We’ve all heard of a gender pay gap, but is there a gender property gap when it comes to mortgage affordability on the average home?

Online estate agent eMoov.co.uk has highlighted the gap in mortgage affordability between men and women, based on the gap in their average salaries.

The deficit between the average salary for men and women, plus the ever-increasing cost of homeownership are two widely debated topics. So what happens when you combine the two?

eMoov has analysed the latest Office for National Statistics (ONS) data for the average wage over a ten-year period (2006-16) for both men and women, and then looked at their mortgage affordability, at 4.5 times that wage. The agent then highlighted the gap in purchase power between the two, showing mortgage affordability as a percentage of the average house price at the time.

Is there a Gender Property Gap when it comes to Mortgage Affordability?

The last ten years

Over the past ten years, typical mortgage affordability of male homebuyers has been 72% of the average house price – 15% more than for female homebuyers (57%). This deficit remained around this level until 2013. It peaked at 17% in 2009, with the make salary allowing 79% mortgage affordability on the average house price, to just 62% for women, with the higher threshold of affordability largely due to the market crash.

Since, the gap has started to close and today sits at 12%. But, with house prices again finding their way back to pre-crash peaks, mortgage affordability for the average salary has dropped to 65% for men and 53% for women.

Despite this gap, the high cost of UK homeownership means that, since 2006, both average wages have lagged behind house prices where mortgage affordability is concerned.

By property type

The 2009 slump in house prices saw the highest mortgage affordability as a proportion of the average property value, with men tipping 52% for a detached property, 83% for a semi-detached home, 97% for a terraced house and 91% for a flat. In contrast, female mortgage affordability only hit 41% for a detached house, 65% for a semi, 76% for a terraced home and 71% for a flat.

Today, that has fallen again, with men sitting at 43% of the average value of a detached home, 69% of a semi, 80% of a terrace and 72% of a flat.

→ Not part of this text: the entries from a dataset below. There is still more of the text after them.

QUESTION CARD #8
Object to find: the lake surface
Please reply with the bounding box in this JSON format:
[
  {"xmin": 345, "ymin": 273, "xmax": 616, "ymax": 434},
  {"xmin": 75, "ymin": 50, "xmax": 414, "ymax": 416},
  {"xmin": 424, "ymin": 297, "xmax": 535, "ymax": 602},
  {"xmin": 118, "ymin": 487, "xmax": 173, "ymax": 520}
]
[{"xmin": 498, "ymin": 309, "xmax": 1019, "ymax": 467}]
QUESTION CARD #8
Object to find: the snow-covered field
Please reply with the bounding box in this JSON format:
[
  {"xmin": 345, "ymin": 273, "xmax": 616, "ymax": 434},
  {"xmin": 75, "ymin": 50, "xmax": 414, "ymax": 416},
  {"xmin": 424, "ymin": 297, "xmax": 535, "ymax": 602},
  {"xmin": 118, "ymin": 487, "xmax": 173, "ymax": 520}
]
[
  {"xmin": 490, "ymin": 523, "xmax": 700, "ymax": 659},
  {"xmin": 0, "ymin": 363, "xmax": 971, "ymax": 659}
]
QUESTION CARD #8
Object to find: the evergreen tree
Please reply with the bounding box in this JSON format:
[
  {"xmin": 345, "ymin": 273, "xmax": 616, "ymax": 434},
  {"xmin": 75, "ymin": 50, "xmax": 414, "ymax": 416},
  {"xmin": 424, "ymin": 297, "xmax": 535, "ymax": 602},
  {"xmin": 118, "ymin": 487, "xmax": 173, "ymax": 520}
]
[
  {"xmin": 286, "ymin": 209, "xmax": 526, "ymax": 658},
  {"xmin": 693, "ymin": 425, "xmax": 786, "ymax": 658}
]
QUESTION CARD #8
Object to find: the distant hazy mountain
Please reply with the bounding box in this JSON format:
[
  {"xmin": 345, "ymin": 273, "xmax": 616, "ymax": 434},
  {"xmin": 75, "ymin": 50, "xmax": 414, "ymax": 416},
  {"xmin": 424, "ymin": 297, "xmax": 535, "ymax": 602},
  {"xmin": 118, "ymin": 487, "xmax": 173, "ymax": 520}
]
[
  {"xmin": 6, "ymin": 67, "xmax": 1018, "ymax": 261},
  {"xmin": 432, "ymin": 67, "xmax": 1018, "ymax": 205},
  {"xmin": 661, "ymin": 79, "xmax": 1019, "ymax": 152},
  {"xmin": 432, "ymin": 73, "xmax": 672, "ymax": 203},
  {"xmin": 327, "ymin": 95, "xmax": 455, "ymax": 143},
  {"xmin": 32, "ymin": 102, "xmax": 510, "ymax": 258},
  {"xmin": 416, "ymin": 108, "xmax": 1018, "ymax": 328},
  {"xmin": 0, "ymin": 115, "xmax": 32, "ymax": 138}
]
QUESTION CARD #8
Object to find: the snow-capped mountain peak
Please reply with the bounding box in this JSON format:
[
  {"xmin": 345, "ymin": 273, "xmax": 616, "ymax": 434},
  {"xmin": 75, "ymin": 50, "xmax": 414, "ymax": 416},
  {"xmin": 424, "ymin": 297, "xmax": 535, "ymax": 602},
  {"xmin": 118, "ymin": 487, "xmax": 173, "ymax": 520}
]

For women, this drops to 35% of a detached house, 56% of a semi, 65% of a terrace and 58% of a flat.

The Founder and CEO of eMoov, Russell Quirk, comments on the findings: “It’s a welcome sight that the gap in salary between men and women, and in turn mortgage affordability, has started to close over the last few years, but a gap remains none the less. Homeownership provides enough hurdles for the current generation of first and second time buyers as it is, without gender having to play a role.

“The only saving grace is that many are in the position to buy with their partner and so the combined mortgage affordability of both is enough to see them onto that first rung of the ladder.”

He adds: “While the increasing growth in property values due to a severe lack of supply is an issue, the second side to it is the lack of growth in the average wage. If this was addressed, it would at least go some way in bridging the gap for those struggling to buy at present.”